I began reading Red Queen with trepidation, but I soon settled into Mare's world. I found that I enjoyed her narrative style and saw her as a kindred spirit. Mare, like my teen self, felt like she couldn't quite find her place in her family or her world. I liked that Mare stood out in her family and community. Granted at the beginning she is more well known for being a thief than anything positive, she soon finds that she is far more special than anyone could have predicted.
I was fascinated by the structure of this society. The people are born with either red blood or silver blood. The silver bloods have gifts beyond normal human abilities. For example, some silvers can control fire while others have the ability to heal. I loved learning about the various silver blood skills. The society mimicked history in many ways. The stronger silver bloods dominate the red bloods and run society forcing the red bloods to work in lumber camps, on farms, and in factories. Red bloods are viewed as disposable and are often used in military capacities. The silver bloods live a more lavish lifestyle and many have no job beyond training to enhance their ability. Societal conflict in fiction always lures me in and helps me think about the issues around the world.
I also found the notion of violence in this one led me to some thought provoking moments. Is violence okay when one group subjugates another? Is violence okay when innocents can be effected if the goal is to make larger societal changes? Does violence make one a hero or a villain?
I don't want to speak too much about the plot because it is best experienced organically. I loved the intricate twists and turns that Aveyard weaves into Mare's story. There were some moments that felt predictable and then I discovered I had things wrong all along. I love when authors keep me on my toes. I am excited to read the next installment.
My one major lingering curiosity concerns the silver bloods. How did the evolve beyond the normal red blooded human? What caused them to be gifted while others are not? I hope these questions are addressed in the future novels.
I found Red Queen to be a dark, twisted fantasy with elements of X-Men, The Hunger Games, and Cinderella. These are not inspirations for the story (that I know of) but I couldn't help making these comparisons. That enhanced my reading experience. I couldn't have started 2015 with a better read!
One Last Gripe: I'm always irked by love triangles, but this one had a love square. Mare is awesome, but I find the fact that three guys love her to be a bit unrealistic.
Favorite Thing About This Book: I loved learning about all the silver abilities.
First Sentence: I hate First Friday.
Favorite Character: Mare
Least Favorite Character: The Queen
Graceling meets The Selection in debut novelist Victoria Aveyard's sweeping tale of seventeen-year-old Mare, a common girl whose once-latent magical power draws her into the dangerous intrigue of the king's palace. Will her power save her or condemn her?

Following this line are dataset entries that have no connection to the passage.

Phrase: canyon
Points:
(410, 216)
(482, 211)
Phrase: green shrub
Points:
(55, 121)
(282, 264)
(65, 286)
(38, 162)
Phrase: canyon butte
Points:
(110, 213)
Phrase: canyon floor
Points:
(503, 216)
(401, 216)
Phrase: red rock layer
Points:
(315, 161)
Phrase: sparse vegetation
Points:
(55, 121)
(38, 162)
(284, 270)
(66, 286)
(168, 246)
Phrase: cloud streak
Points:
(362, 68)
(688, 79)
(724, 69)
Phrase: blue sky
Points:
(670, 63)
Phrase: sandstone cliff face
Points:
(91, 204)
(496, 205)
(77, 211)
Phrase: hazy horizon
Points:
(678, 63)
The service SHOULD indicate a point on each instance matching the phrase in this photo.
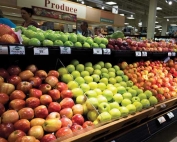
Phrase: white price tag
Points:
(65, 50)
(138, 54)
(107, 51)
(97, 51)
(17, 50)
(3, 49)
(144, 54)
(161, 119)
(41, 51)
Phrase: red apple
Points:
(13, 70)
(67, 103)
(45, 99)
(78, 119)
(53, 73)
(7, 88)
(15, 135)
(14, 79)
(24, 86)
(41, 74)
(17, 104)
(22, 124)
(32, 68)
(9, 116)
(66, 94)
(26, 113)
(2, 109)
(35, 81)
(26, 75)
(4, 98)
(61, 86)
(64, 131)
(66, 122)
(45, 88)
(32, 102)
(41, 111)
(17, 94)
(66, 112)
(78, 109)
(51, 80)
(53, 115)
(48, 138)
(55, 94)
(54, 107)
(77, 128)
(4, 73)
(35, 93)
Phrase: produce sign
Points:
(54, 14)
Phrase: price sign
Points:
(144, 54)
(3, 49)
(107, 51)
(170, 115)
(41, 51)
(97, 51)
(17, 50)
(65, 50)
(161, 119)
(138, 54)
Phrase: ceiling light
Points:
(111, 3)
(158, 8)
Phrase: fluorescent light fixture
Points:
(158, 8)
(111, 3)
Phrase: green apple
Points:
(81, 99)
(101, 86)
(92, 115)
(96, 77)
(119, 79)
(84, 73)
(138, 106)
(88, 79)
(124, 111)
(80, 67)
(80, 80)
(135, 99)
(114, 105)
(103, 107)
(118, 98)
(74, 62)
(89, 69)
(108, 94)
(93, 85)
(115, 113)
(153, 100)
(70, 68)
(125, 102)
(66, 78)
(77, 92)
(75, 74)
(91, 93)
(145, 103)
(131, 108)
(148, 93)
(101, 99)
(72, 84)
(142, 96)
(127, 95)
(85, 87)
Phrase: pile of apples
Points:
(35, 106)
(156, 76)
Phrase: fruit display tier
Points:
(151, 116)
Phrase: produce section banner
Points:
(54, 14)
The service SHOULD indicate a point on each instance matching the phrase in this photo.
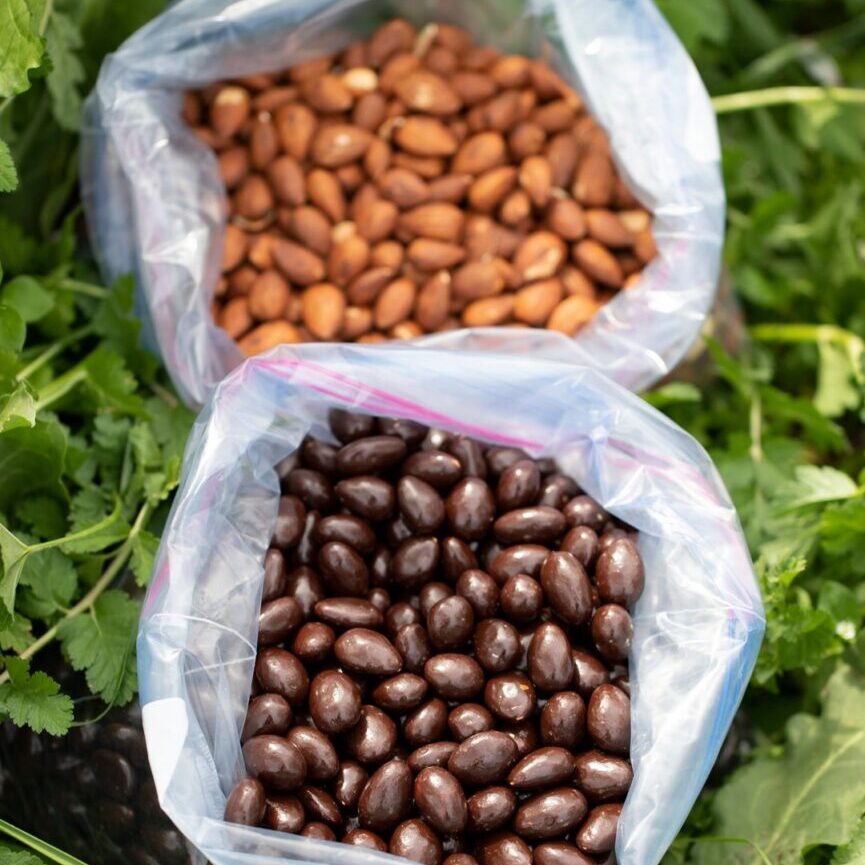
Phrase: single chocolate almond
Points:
(323, 310)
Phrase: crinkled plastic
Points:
(698, 625)
(155, 204)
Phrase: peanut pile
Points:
(413, 183)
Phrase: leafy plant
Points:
(91, 434)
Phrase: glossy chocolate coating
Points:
(365, 651)
(491, 808)
(245, 804)
(440, 799)
(275, 762)
(414, 840)
(563, 720)
(483, 759)
(386, 798)
(267, 713)
(598, 834)
(545, 767)
(608, 719)
(334, 702)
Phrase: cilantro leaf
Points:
(9, 856)
(22, 48)
(144, 549)
(102, 644)
(8, 173)
(34, 699)
(67, 74)
(811, 795)
(17, 408)
(28, 297)
(12, 329)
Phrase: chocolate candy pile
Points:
(443, 646)
(414, 182)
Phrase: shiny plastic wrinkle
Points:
(698, 624)
(155, 204)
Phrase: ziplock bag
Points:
(155, 203)
(697, 626)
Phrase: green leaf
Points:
(112, 381)
(51, 580)
(14, 554)
(17, 408)
(34, 700)
(43, 516)
(67, 73)
(853, 852)
(12, 329)
(96, 535)
(697, 20)
(31, 462)
(20, 46)
(836, 391)
(101, 644)
(817, 484)
(8, 856)
(14, 631)
(811, 794)
(144, 549)
(28, 297)
(8, 174)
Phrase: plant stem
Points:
(816, 333)
(81, 287)
(60, 387)
(120, 558)
(43, 848)
(768, 96)
(52, 351)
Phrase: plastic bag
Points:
(698, 624)
(155, 204)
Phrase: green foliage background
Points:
(91, 434)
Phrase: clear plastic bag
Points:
(155, 204)
(698, 624)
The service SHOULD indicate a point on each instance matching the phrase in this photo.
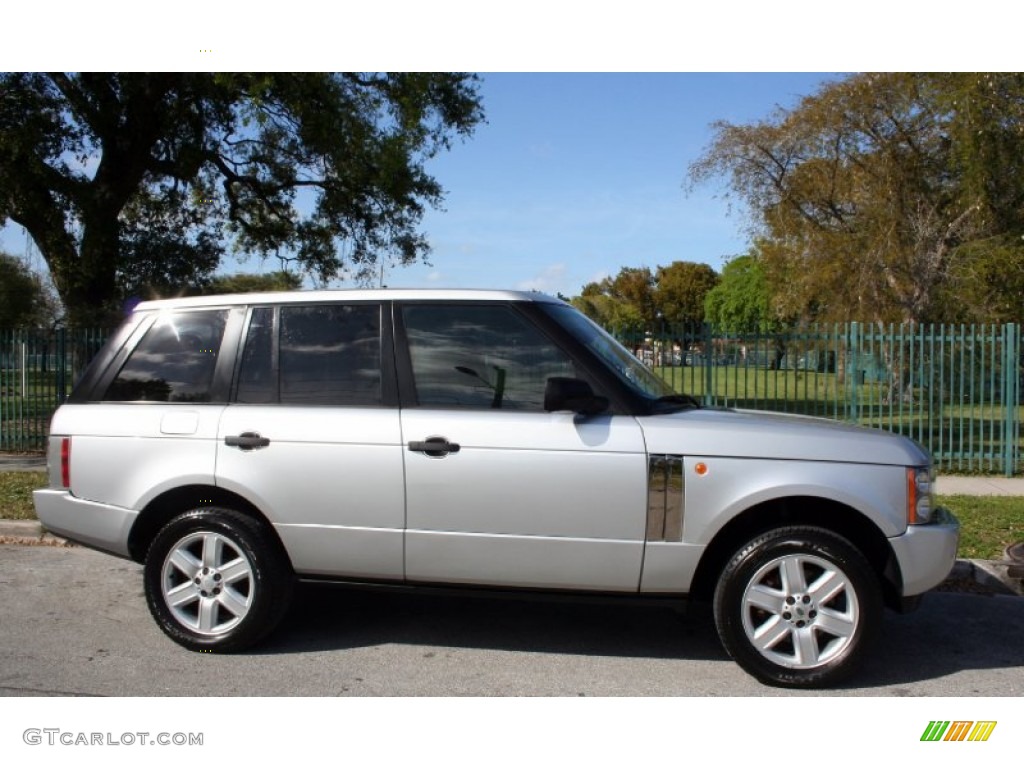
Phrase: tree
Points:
(25, 299)
(740, 303)
(241, 283)
(680, 290)
(131, 179)
(625, 302)
(865, 193)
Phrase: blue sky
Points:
(577, 175)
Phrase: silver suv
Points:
(235, 444)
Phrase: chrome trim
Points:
(665, 498)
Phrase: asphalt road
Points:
(74, 622)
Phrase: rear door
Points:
(312, 437)
(500, 492)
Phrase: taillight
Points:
(66, 462)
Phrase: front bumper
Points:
(98, 525)
(926, 553)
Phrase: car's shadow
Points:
(324, 617)
(950, 633)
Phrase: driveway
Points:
(75, 623)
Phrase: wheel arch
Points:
(173, 502)
(799, 510)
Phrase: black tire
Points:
(798, 607)
(216, 580)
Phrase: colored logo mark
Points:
(958, 730)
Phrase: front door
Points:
(499, 492)
(311, 440)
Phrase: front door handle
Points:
(436, 446)
(247, 440)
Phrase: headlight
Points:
(920, 507)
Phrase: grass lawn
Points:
(989, 522)
(15, 494)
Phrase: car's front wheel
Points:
(216, 580)
(798, 606)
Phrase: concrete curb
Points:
(29, 531)
(990, 577)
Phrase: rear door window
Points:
(326, 354)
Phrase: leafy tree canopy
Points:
(637, 300)
(133, 180)
(243, 283)
(680, 291)
(741, 301)
(867, 194)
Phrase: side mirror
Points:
(562, 393)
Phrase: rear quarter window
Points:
(174, 361)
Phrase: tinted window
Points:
(480, 357)
(174, 361)
(257, 382)
(328, 354)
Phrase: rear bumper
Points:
(927, 553)
(98, 525)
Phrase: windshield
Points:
(631, 371)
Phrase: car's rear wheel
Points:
(216, 580)
(798, 606)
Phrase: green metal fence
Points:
(37, 372)
(956, 389)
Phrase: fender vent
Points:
(665, 498)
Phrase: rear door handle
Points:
(436, 446)
(247, 440)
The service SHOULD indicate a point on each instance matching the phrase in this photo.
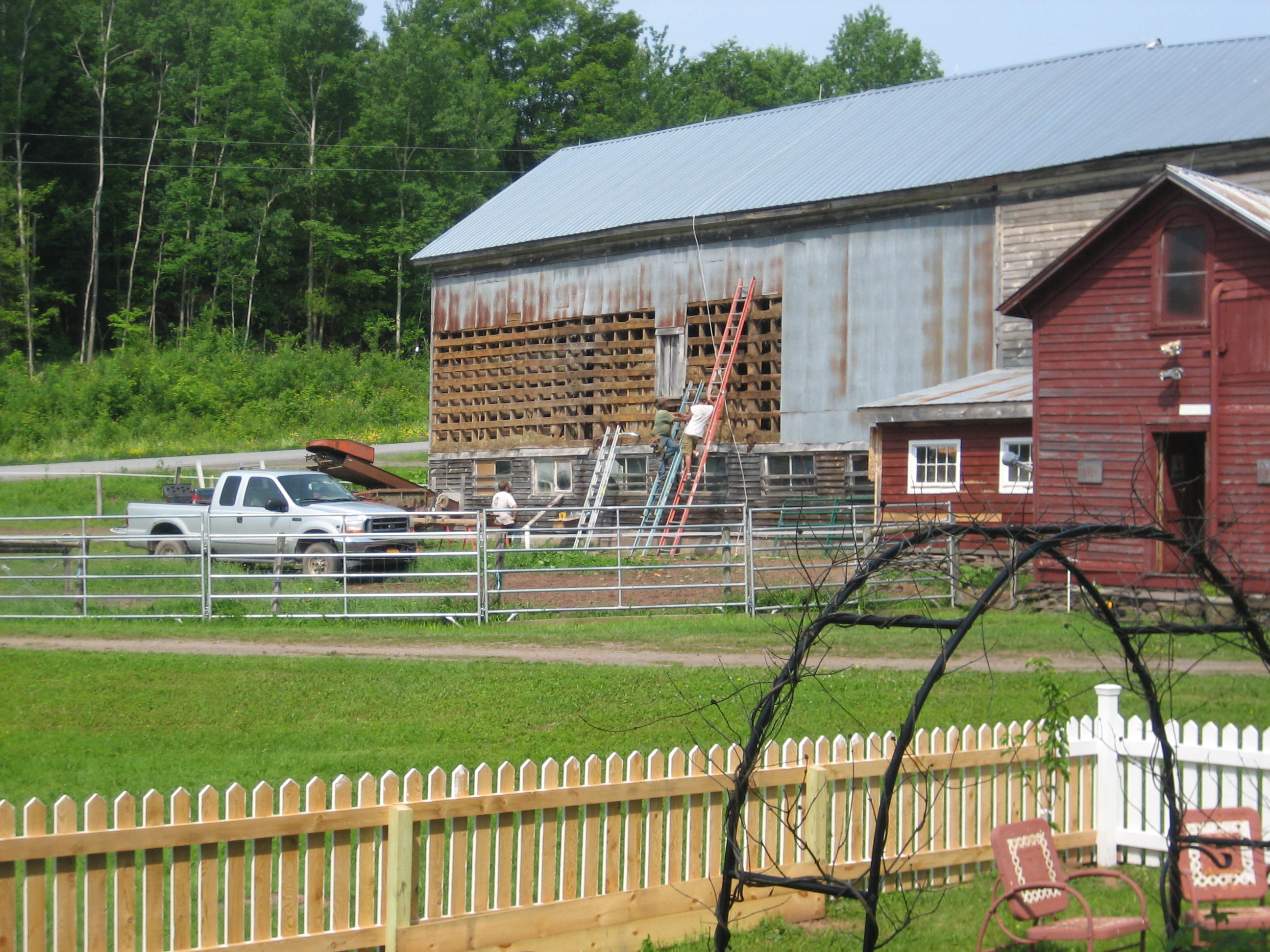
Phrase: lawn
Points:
(82, 723)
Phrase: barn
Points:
(1151, 385)
(882, 229)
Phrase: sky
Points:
(968, 35)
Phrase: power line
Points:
(263, 168)
(260, 143)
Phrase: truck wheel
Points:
(320, 559)
(171, 546)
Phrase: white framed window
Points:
(553, 476)
(1015, 475)
(790, 473)
(934, 465)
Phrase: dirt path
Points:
(581, 654)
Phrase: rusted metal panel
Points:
(883, 308)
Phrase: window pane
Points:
(1184, 249)
(544, 475)
(1185, 271)
(1184, 295)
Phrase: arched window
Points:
(1183, 269)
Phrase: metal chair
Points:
(1213, 875)
(1035, 889)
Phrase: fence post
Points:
(397, 871)
(1108, 788)
(817, 805)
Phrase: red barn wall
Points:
(981, 498)
(1099, 395)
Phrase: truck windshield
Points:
(317, 488)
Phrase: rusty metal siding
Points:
(880, 309)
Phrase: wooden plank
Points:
(483, 779)
(8, 882)
(636, 818)
(677, 766)
(125, 879)
(316, 862)
(591, 841)
(571, 835)
(549, 850)
(341, 858)
(262, 869)
(209, 874)
(153, 938)
(65, 893)
(97, 936)
(235, 870)
(459, 852)
(435, 861)
(181, 878)
(289, 865)
(505, 851)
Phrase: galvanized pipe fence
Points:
(464, 567)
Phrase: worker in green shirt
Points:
(663, 421)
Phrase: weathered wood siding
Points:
(1099, 395)
(981, 498)
(1033, 234)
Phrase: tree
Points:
(868, 52)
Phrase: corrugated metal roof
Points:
(1037, 116)
(1245, 205)
(1249, 205)
(999, 386)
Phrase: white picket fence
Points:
(1220, 767)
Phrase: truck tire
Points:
(320, 559)
(171, 546)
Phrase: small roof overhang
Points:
(1247, 206)
(992, 395)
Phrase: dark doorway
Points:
(1180, 480)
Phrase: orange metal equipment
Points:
(717, 391)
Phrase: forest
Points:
(224, 175)
(267, 167)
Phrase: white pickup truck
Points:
(319, 520)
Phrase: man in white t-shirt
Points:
(698, 419)
(503, 507)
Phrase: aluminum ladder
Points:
(599, 485)
(717, 387)
(664, 479)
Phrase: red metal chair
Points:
(1221, 874)
(1035, 889)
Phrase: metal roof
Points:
(1249, 206)
(998, 394)
(1072, 110)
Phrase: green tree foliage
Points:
(266, 169)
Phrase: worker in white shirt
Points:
(503, 507)
(696, 421)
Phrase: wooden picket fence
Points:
(593, 855)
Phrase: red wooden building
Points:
(967, 442)
(1151, 342)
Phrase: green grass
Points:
(207, 394)
(82, 723)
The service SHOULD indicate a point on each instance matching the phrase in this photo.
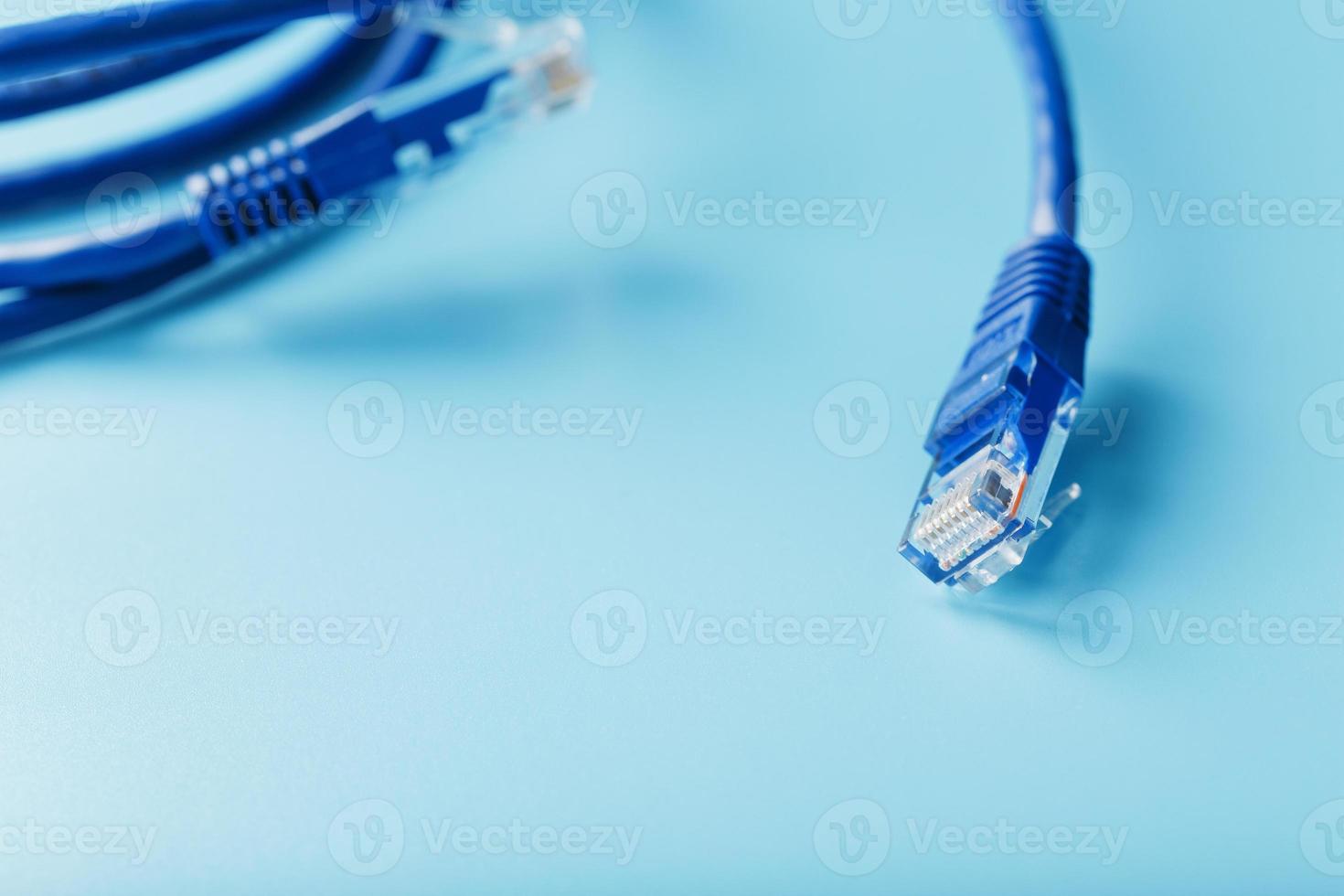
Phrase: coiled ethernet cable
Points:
(406, 120)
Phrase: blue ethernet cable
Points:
(403, 123)
(1004, 421)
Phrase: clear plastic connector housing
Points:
(535, 70)
(975, 523)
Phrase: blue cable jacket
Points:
(42, 46)
(80, 174)
(34, 96)
(1055, 160)
(48, 268)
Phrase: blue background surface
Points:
(1218, 498)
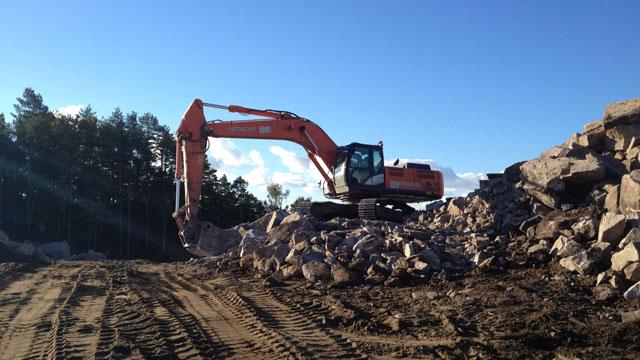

Mare Barrow's world is divided by blood--those with common, Red blood serve the Silver- blooded elite, who are gifted with superhuman abilities. Mare is a Red, scraping by as a thief in a poor, rural village, until a twist of fate throws her in front of the Silver court. Before the king, princes, and all the nobles, she discovers she has an ability of her own.
To cover up this impossibility, the king forces her to play the role of a lost Silver princess and betroths her to one of his own sons. As Mare is drawn further into the Silver world, she risks everything and uses her new position to help the Scarlet Guard--a growing Red rebellion--even as her heart tugs her in an impossible direction. One wrong move can lead to her death, but in the dangerous game she plays, the only certainty is betrayal.